Econometricians may check the math behind the algorithms and find it familiar. Mathematical background:

  1. Hastie, Tibshirani, and Friedman, The Elements of Statistical Learning. Standard reference. More formal approach. [free copy]
  2. James et al., An Introduction to Statistical Learning. Another standard reference by the same authors. More practical approach with coding. [free copy]
  3. Kaggle, Metrics. ML problems are all about minimizing prediction errors. These are various definitions of errors.
  4. (optional) Mitchell, Machine Learning. Close to Hastie, Tibshirani, and Friedman.

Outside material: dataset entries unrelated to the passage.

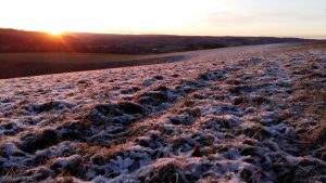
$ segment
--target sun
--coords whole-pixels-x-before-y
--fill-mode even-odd
[[[47,32],[49,32],[52,36],[61,36],[63,34],[63,31],[60,29],[50,29],[50,30],[47,30]]]

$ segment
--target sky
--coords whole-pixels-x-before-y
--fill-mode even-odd
[[[0,0],[0,27],[326,38],[326,0]]]

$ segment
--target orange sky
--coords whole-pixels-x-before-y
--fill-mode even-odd
[[[0,27],[50,32],[326,38],[325,0],[8,0]]]

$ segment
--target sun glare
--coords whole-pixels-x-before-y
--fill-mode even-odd
[[[52,30],[47,30],[47,31],[52,36],[60,36],[63,34],[63,31],[59,30],[59,29],[52,29]]]

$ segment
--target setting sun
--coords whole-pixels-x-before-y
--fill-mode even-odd
[[[52,36],[60,36],[63,34],[63,31],[60,29],[51,29],[51,30],[47,30],[47,32],[49,32]]]
[[[53,35],[326,37],[325,5],[324,0],[11,0],[1,3],[0,26]]]

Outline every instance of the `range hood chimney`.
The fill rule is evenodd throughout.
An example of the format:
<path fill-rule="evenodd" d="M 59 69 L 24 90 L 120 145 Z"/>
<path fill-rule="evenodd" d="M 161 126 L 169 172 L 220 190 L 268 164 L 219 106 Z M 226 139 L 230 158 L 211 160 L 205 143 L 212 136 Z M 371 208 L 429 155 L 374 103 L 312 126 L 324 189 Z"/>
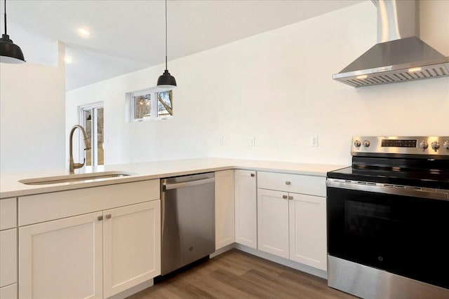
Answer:
<path fill-rule="evenodd" d="M 371 0 L 377 8 L 378 43 L 333 78 L 358 88 L 449 76 L 449 57 L 418 36 L 418 1 Z"/>

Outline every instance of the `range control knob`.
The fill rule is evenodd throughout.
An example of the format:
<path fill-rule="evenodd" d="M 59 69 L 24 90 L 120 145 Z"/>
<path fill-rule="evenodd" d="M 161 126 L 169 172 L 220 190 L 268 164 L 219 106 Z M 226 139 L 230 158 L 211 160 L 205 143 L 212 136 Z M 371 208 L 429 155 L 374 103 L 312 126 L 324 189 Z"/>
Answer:
<path fill-rule="evenodd" d="M 434 151 L 436 151 L 436 150 L 440 148 L 440 143 L 438 141 L 434 141 L 431 143 L 431 146 Z"/>
<path fill-rule="evenodd" d="M 422 151 L 424 151 L 429 147 L 429 144 L 423 140 L 420 143 L 420 147 L 422 148 Z"/>

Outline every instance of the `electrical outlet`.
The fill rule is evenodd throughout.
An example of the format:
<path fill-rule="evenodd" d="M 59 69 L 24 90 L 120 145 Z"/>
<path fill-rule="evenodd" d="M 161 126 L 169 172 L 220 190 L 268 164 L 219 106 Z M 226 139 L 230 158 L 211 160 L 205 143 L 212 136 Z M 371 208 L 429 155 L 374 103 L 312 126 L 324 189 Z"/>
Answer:
<path fill-rule="evenodd" d="M 310 146 L 318 146 L 318 135 L 310 137 Z"/>

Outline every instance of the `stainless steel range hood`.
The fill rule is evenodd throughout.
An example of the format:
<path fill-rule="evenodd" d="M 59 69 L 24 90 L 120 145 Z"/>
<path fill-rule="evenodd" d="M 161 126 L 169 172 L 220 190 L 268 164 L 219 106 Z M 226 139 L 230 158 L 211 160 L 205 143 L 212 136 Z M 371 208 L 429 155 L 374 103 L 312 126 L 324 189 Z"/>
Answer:
<path fill-rule="evenodd" d="M 377 8 L 377 40 L 333 76 L 358 88 L 449 76 L 449 57 L 421 41 L 417 1 L 371 0 Z"/>

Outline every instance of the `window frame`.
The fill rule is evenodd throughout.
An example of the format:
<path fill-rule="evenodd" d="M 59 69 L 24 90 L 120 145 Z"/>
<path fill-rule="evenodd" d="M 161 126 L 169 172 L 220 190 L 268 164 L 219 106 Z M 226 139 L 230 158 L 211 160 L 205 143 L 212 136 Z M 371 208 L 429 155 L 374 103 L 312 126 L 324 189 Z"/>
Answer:
<path fill-rule="evenodd" d="M 152 88 L 145 90 L 138 90 L 128 93 L 128 102 L 129 104 L 128 111 L 128 120 L 132 123 L 141 123 L 149 120 L 163 120 L 167 119 L 171 119 L 173 118 L 173 112 L 172 115 L 159 117 L 158 116 L 158 104 L 159 98 L 158 94 L 160 92 L 172 92 L 172 98 L 173 97 L 173 88 Z M 149 95 L 150 97 L 150 111 L 149 117 L 142 118 L 135 118 L 135 97 L 140 97 L 142 95 Z M 173 106 L 173 104 L 172 104 Z M 173 106 L 172 106 L 173 109 Z"/>
<path fill-rule="evenodd" d="M 78 116 L 79 119 L 79 124 L 83 126 L 84 129 L 86 129 L 86 118 L 84 117 L 84 111 L 87 110 L 91 110 L 91 117 L 92 119 L 97 120 L 97 110 L 98 109 L 103 109 L 103 117 L 105 113 L 105 103 L 103 102 L 97 102 L 95 103 L 91 103 L 85 105 L 81 105 L 78 107 Z M 104 121 L 104 120 L 103 120 Z M 91 165 L 92 167 L 98 166 L 98 128 L 97 127 L 98 124 L 96 121 L 92 121 L 92 127 L 91 128 Z M 104 123 L 103 123 L 104 127 Z M 104 136 L 103 136 L 104 138 Z M 104 140 L 103 140 L 104 142 Z M 79 134 L 79 161 L 86 161 L 87 157 L 86 156 L 86 151 L 84 151 L 84 142 L 83 141 L 83 135 L 81 134 Z M 85 160 L 86 159 L 86 160 Z M 103 161 L 104 165 L 105 162 Z"/>

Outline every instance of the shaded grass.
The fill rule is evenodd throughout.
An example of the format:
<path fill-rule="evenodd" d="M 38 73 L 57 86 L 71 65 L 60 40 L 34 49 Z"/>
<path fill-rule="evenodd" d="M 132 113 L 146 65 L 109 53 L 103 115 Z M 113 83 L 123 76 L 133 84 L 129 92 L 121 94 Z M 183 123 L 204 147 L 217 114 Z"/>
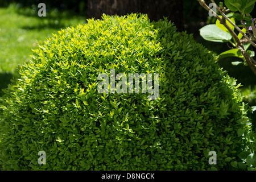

For what makes ML different from econometrics, see chapters “Model Assessment and Selection” and “Model Inference and Averaging” in The Elements.

Handy cheat sheets by KDnuggets, Microsoft, and Emanuel Ferm. Also this guideline:

screenshot
Source

Software and Hardware

Stata does not support many ML algorithms. Its counterpart in the ML community is R. R is a language, so you’ll need more tools to make it work:

  1. RStudio. A standard coding environment. Similar to Stata.
  2. CRAN packages for ML.
  3. James et al., An Introduction to Statistical Learning. This text introduces readers to R. Again, it is available for free.

Python is the closest alternative to R. Packages “scikit-learn” and “statsmodels” do ML in Python.

If your datasets and computations get heavier, you can run code on virtual servers by Google and Amazon. They have ML-ready instances that execute code faster. It takes a few minutes to set up one.

Summary

I limited this survey to economic applications. Other applications of ML include computer vision, speech recognition, and artificial intelligence.

The advantage of ML approaches (like neural networks and random forest) over econometrics (linear and logistic regressions) is substantial in these non-economic applications.

Economic systems often have linear properties, so ML is less impressive here. Nonetheless, it does predict things better, and more of practical solutions get done in the ML way.

Research in Machine Learning

  1. arXiv, Machine Learning. Drafts of important papers appear here first. Then they got published in journals.
  2. CS journals. Applied ML research also appear in engineering journals.
  3. CS departments. For example: CMU ML Department, PhD dissertations.